播種と一言でいっても、土壌の質によって耕起や畝立ての要不要、適した耕深なども異なります。また、種の性質によっても覆土の要不要、適した深さや株間、鎮圧するかしないかなどの違いがあります。
播種機の導入に当たっては、まず作型やほ場の環境、播種方法に対応しているかどうかを確認することが重要です。
そのうえで、「耕起や施肥など複数の作業を同時に行える」「輪作することが多い水稲・麦・大豆すべてに対応できる」などの省力化・低コスト化機能を加味して選ぶとよいでしょう。
麦・大豆の主な播種方法とその特徴
nobmin /PIXTA(ピクスタ)
まずは、麦・大豆栽培で行われている主な播種方法をまとめます。そのうえで、それぞれの方法に適した播種機を紹介します。
耕うん同時畝立て播種
「耕うん同時畝立て播種」は、大豆、麦ともに水田転換畑のような排水性があまりよくないほ場での播種に向いています。地下水位が高く排水が悪いほ場でも、畝上に播種すれば湿害を防いで、収量・品質の向上も期待できます。
耕起、畝立てと播種をそれぞれ行うのは多大な労力と時間がかかります。それらを一度に行えるのが、耕うん同時畝立て播種です。
作業は、逆転ロータリの爪の配列を変更し、耕起や整地作業をしていないほ場でも、高さ10~15cm程度の畝を立てながら耕うんと播種を同時に行います。爪の配列によって、1台で平高畝と単条畝のどちらも成型することができます。

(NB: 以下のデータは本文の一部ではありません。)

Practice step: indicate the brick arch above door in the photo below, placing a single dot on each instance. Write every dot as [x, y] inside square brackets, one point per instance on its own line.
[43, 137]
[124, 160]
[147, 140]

播種機には通常、同時施肥機構が付いているため施肥も一工程で済ませることが可能で、播種に必要な作業を大幅に省力化できます。
また、砕土性に優れるホルダー型アップカットロータリによる耕うんのため、重粘な土質の土壌や、降雨直後のほ場環境でも作業でき、砕土率が高い点も特徴です。
作業機幅170cmの5条用、220cmの8条用など、耕うん幅の異なるロータリが市販されており、全国各地で普及が拡大しています。
不耕起播種
ふうび / PIXTA(ピクスタ)
近年、耕起を省略する不耕起栽培技術の開発が進み、それに伴い「不耕起播種」も広まっています。不耕起栽培は中耕や培土も含め一切耕起をせずに栽培する技術で、水田輪作による水稲・大豆・麦類の栽培で高い省力効果が得られます。
この方法が適用できるのは関東・東海・中国地域で、耕うんによって表面にクラスト(土膜)ができるカオリン系の土壌に向いています。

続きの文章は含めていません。